Investors in shares of Siemens Ltd have had a remarkable 2023 so far with the stock rising by 29%. The company’s robust order backlog and focus on high growth areas such as digitalisation, automation, and energy efficiency products has boosted sentiments. Plus, improving prospects in the capital goods sector has had a positive bearing on the stock.
On Tuesday, Siemens announced a good set of numbers for the September quarter (Q4FY23). The company follows the October-to-September financial year. Consolidated revenue rose by 25% year-on-year (y-o-y) to Rs5,808 crore led by healthy growth across segments including energy, smart infrastructure, mobility, and digital industries. Gross margin fell but lower other expenses meant a 98 basis points y-o-y expansion in the Ebitda margin to 12.1%.
The order backlog as of 30 September stood at Rs45,518 crore, lower by 2% versus June-end. Still, the order book provides revenue visibility of 2.5 times FY23 sales, which is higher than the level seen last year–1.1 times FY22 sales. Moreover, the company may see further strong order inflows. Nuvama Institutional Equities has identified a substantial future order pipeline in HVDC (high voltage direct current), transmission, and railways, evident from Siemens’ capital expenditure (capex) plans.
The company has announced investments worth Rs416 crore in expanding the capacity of power transformers for the power transmission business and vacuum interrupters for medium voltage switchgear in the power distribution sector. This would help Siemens meet the growing demand both in India and globally.
Meanwhile, the demerger of its energy business has caught attention lately. This is expected to be completed by December 2025, much earlier than planned.
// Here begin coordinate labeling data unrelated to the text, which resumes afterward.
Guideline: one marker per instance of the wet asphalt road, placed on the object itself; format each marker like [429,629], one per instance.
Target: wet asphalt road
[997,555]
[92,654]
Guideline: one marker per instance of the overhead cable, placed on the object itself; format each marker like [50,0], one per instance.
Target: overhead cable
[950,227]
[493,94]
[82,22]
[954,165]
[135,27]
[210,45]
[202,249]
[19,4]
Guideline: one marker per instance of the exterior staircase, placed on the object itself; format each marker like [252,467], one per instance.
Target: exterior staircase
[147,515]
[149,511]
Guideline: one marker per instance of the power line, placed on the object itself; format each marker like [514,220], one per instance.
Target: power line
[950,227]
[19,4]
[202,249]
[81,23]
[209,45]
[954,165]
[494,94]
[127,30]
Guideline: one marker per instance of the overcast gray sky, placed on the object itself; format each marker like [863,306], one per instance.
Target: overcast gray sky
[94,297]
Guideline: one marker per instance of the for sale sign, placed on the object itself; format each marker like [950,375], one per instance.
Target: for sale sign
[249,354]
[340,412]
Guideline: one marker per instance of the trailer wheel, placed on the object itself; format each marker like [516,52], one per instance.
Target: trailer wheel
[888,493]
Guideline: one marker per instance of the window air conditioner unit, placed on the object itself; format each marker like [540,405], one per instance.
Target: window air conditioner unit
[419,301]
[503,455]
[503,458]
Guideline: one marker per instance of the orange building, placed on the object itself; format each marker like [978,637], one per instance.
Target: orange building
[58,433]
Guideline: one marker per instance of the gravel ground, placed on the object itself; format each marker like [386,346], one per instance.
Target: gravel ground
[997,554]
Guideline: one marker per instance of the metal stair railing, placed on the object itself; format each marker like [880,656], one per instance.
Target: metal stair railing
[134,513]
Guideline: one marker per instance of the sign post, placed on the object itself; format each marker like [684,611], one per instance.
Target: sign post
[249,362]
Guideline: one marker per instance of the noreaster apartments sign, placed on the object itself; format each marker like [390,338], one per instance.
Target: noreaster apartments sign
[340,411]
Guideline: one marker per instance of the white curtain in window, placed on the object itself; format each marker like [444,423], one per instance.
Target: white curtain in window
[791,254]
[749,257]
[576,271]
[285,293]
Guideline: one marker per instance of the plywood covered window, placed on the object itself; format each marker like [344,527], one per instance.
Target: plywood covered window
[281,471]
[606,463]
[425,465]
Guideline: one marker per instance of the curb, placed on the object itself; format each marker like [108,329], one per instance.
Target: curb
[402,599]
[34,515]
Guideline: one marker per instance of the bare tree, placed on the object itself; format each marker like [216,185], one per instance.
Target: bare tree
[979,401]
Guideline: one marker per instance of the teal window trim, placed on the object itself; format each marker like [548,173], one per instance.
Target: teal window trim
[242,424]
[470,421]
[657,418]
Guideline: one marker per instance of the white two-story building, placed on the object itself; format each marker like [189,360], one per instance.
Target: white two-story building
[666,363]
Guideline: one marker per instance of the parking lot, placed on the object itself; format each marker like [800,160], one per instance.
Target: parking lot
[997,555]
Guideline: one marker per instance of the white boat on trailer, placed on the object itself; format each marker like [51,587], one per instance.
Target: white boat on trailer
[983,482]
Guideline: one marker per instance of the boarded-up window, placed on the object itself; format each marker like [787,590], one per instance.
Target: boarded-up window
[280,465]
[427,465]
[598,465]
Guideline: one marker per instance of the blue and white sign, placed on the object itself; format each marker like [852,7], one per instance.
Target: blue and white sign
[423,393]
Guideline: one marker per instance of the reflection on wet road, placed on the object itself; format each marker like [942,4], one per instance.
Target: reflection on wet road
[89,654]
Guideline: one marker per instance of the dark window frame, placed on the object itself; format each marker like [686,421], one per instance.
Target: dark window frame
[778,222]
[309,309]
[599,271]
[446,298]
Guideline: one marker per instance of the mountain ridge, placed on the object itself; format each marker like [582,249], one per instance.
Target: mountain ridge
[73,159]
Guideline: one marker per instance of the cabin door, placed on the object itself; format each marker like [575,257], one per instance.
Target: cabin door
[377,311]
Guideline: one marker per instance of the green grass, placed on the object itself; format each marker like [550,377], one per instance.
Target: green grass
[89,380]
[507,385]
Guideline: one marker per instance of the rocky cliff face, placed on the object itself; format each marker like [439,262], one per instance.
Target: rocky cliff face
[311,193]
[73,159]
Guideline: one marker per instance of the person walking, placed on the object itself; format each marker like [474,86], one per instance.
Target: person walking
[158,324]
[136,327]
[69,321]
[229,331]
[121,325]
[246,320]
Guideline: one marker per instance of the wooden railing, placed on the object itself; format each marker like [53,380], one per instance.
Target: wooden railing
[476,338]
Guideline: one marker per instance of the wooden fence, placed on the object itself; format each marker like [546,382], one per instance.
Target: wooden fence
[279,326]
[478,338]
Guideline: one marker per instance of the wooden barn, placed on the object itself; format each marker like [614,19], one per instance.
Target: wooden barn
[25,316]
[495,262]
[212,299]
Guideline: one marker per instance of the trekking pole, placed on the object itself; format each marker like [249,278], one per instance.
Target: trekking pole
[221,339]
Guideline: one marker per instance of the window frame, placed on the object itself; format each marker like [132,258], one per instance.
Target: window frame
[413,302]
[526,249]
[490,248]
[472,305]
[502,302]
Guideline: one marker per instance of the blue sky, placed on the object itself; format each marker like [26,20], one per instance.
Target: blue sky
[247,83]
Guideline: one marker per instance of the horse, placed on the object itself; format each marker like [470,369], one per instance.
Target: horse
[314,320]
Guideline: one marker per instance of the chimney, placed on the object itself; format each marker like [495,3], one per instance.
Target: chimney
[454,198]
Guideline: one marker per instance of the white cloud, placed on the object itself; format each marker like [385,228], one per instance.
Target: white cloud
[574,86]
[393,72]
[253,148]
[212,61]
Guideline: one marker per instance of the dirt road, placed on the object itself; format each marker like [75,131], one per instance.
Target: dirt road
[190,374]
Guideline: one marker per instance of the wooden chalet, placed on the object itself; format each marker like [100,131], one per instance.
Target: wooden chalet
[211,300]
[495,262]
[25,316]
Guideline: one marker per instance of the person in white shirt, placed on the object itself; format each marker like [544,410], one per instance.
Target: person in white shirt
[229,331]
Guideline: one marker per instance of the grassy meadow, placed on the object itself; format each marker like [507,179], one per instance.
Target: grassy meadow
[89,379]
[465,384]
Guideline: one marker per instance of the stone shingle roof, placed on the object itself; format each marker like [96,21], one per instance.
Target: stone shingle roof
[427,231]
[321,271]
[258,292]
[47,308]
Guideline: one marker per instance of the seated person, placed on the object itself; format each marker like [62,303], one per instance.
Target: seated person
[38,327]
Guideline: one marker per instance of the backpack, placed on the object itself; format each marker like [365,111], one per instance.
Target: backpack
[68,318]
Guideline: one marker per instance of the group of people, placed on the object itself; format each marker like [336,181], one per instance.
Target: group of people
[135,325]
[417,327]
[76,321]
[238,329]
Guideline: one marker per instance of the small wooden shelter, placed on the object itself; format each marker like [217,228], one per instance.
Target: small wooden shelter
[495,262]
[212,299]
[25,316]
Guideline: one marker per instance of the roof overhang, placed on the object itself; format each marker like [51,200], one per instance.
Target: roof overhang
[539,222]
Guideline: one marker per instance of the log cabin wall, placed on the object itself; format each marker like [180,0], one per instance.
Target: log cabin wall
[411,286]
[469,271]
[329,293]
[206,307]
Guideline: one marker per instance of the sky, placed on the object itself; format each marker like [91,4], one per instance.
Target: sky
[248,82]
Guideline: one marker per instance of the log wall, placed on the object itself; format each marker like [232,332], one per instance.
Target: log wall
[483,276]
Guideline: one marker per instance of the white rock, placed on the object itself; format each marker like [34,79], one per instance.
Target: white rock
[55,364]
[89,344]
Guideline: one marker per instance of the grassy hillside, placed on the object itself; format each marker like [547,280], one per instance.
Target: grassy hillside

The energy segment, which includes gas or steam turbines, and power generators, formed the largest share of the company’s consolidated revenue–34% in FY23.
Siemens was considered a better play versus ABB India owing to its diversified businesses across industry and power, Kotak Institutional Equities said in a report. But now, the demerger would lead to a more comparable set of entities in Siemens and ABB.
“The long and complicated process of the demerger and stake transfer may also dilute benefits for the unlocking of the two businesses,” Kotak said. The parent, Siemens AG, will purchase Siemens Energy’s stake in Siemens. This involves acquiring an 18% stake from Siemens Energy, increasing its ownership to 69% from 51% currently. Siemens Energy’s stake in Siemens would reduce to 6% from 24%.
Investors would do well to monitor how the demerger progresses and the execution of the company’s capex plans. To be sure, Siemens has a reasonable exposure to export markets and, hence, a prolonged slowdown in key export markets, including in the Middle East, might be a dampener.
Furthermore, minority shareholders have rejected Siemens’ proposal to sell its low-voltage motors business for Rs2,200 crore. This leaves the company with two alternatives: revise the terms of sale or continue to run the business as is. So, a lack of clarity on how the company intends to sell its low voltage motors business remains a key overhang. This could perhaps explain why Siemens shares have underperformed the S&P BSE Capital Goods index this year.
Still, investors are sitting on handsome gains. “Reasonable valuation when compared to ABB India has aided the rally in Siemens stock,” notes Harshit Kapadia, an analyst at Elara Securities (India). As things stand, shares of Siemens trade at 41 times while that of ABB trades at 71 times on a one-year forward basis, he added.